Desire is to experiment with moving magnet cartridge, inexpensive phono stages and 78 RPM records to name but a few.

Here are but a few of the economy priced phono stages that I've been researching for the past three weeks. (Hope that explains my lack of posting lately).

Seduction
http://www.bottlehead.com/et/adobespc/Seduction/seduction.htm

EAR 834P Deluxe
http://www.ear-usa.com/earproducts.htm

Lehmann Audio Black Cube SE
http://www.amusicdirect.com/products/detail.asp?sku=ALEHBCPLUS

Antique Soundlab Mini
http://www.divertech.com/aslminiphono.htm

Musical Fidelity X-LPSv3
http://www.musicalfidelity.com/xponframeset.html

NAD PP2
http://www.nadelectronics.com/hifi_amplifiers/pp2_closerlook.htm

Any Audiogon member that have direct experience with any combination of these, I would appreciate your comments.
128x128Ag insider logo xs@2xalbertporter
Johnnantais...Thanks for the good writeup about idler wheel turntable technology. The ones that I had, including the ubiquitous Garrards, never worked that well, and were easily surpassed by early belt drive tables like the Empire 598 that I used. Perhaps the belt drive is just harder to screw up, and doesn't require the precision engineering and construction needed to make the idler wheel effective.

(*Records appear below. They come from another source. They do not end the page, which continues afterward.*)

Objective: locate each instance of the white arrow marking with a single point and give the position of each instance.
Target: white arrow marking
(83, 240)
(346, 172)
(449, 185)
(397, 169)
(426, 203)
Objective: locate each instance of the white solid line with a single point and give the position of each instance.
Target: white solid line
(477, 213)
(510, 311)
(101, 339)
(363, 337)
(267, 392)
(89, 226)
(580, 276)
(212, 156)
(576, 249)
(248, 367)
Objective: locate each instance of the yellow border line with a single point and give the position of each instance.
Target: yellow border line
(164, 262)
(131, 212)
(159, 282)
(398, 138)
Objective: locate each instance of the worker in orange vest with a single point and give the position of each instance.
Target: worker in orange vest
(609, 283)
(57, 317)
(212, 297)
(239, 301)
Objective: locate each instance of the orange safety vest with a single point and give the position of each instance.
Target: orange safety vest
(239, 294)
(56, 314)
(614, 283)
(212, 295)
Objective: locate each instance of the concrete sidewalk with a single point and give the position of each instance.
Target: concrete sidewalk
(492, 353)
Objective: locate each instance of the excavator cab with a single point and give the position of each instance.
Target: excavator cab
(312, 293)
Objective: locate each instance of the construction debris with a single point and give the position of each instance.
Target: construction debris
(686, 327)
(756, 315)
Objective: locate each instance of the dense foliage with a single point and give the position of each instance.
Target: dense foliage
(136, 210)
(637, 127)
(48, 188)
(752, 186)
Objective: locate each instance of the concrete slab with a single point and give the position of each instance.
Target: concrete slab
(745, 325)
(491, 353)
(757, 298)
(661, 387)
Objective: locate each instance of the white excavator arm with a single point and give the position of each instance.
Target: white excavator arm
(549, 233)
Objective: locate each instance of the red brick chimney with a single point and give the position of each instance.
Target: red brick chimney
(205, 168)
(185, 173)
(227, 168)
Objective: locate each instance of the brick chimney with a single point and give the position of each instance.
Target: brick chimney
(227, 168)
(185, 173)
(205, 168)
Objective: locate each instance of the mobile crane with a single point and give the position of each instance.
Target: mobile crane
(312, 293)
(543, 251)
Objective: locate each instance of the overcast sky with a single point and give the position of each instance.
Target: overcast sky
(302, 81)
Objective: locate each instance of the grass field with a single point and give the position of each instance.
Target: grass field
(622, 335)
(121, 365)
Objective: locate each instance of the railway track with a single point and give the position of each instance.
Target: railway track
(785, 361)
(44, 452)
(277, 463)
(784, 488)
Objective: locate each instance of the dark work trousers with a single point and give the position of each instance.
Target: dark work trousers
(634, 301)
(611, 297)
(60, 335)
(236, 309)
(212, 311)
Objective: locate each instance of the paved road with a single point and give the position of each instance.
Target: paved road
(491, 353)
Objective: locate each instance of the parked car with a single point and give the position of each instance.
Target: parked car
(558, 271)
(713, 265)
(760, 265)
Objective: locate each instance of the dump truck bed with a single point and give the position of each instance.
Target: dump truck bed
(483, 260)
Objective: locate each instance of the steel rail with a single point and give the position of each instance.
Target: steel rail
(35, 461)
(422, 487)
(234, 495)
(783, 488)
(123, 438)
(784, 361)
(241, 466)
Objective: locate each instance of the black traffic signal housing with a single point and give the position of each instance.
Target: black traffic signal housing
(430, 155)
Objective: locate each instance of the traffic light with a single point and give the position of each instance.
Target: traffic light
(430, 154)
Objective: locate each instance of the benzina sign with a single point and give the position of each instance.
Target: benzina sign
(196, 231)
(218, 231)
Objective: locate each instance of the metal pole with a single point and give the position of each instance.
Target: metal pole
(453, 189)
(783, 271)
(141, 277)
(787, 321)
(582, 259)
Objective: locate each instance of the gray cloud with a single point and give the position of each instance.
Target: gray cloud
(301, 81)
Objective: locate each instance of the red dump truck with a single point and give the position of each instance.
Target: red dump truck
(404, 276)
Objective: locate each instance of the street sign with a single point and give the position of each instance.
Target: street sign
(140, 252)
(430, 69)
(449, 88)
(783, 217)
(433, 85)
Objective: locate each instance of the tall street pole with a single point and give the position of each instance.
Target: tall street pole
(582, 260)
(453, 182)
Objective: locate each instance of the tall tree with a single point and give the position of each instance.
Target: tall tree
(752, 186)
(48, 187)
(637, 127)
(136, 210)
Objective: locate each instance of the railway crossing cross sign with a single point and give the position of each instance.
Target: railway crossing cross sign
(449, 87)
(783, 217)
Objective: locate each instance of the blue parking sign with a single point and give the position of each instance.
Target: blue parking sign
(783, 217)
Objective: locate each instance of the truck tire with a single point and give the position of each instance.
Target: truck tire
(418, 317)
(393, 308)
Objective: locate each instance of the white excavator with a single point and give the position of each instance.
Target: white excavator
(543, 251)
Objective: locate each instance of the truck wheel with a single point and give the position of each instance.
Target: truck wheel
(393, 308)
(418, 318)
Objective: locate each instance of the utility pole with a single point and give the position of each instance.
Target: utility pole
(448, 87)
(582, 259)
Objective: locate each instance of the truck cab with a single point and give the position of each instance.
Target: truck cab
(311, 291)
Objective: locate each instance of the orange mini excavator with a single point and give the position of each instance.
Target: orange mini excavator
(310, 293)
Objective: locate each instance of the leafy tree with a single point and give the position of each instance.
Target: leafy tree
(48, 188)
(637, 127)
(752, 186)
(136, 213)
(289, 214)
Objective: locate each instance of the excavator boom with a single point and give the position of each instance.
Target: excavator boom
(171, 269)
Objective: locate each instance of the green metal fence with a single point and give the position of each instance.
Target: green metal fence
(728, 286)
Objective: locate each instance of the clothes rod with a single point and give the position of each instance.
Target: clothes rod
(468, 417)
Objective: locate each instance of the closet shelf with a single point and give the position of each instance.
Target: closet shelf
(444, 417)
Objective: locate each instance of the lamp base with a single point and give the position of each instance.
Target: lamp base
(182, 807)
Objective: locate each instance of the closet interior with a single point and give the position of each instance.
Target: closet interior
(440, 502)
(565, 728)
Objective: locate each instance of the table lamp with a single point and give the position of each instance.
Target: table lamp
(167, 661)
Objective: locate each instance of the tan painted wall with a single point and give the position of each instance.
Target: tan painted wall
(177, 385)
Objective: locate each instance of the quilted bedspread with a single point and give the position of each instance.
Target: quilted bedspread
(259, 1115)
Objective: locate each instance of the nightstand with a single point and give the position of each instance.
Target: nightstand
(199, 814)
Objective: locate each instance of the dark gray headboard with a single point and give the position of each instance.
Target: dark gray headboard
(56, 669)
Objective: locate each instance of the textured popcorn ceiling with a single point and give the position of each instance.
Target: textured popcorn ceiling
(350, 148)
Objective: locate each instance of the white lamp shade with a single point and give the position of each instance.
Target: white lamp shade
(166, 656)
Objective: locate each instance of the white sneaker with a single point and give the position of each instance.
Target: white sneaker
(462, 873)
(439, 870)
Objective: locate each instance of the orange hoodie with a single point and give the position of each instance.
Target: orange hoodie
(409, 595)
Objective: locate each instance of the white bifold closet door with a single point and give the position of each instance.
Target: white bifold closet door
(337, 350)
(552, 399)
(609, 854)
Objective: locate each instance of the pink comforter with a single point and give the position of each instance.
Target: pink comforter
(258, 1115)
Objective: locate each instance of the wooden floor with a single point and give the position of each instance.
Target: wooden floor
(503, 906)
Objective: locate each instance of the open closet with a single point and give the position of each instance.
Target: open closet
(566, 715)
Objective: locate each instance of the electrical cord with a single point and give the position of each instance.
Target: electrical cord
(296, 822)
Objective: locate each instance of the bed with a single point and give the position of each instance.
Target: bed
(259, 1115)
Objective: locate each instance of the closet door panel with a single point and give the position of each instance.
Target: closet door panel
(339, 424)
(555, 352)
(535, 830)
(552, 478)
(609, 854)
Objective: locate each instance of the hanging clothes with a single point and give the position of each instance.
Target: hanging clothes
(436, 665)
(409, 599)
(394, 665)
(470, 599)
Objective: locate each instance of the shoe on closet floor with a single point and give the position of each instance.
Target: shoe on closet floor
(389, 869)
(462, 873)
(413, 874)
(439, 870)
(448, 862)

The speed changes that you cite as a result of groove modulation is something that I have never actually seen (with LPs) using a strobe on either my belt drive or direct drive tables. Probably it happens more with 78s, and perhaps the phono pickup and downforce play a role. I have long used Shure V15 at about 1 gram.
Johnnatais has answered the variable speed questions about the Lenco.

As for why this is necessary, here is a section from a page on 78 RPM disc playback.

      By no means all 78s were actually recorded at 78 RPM. Even in the late 1920s English Columbia was still using 80 RPM, and prior to about 1921 speeds were widely variable. Some of the audio tracks included in the Music hall section of this site were transferred at speeds as low as 74 RPM, and I have come across records where the speed was as low as 68 or as high as 84 RPM.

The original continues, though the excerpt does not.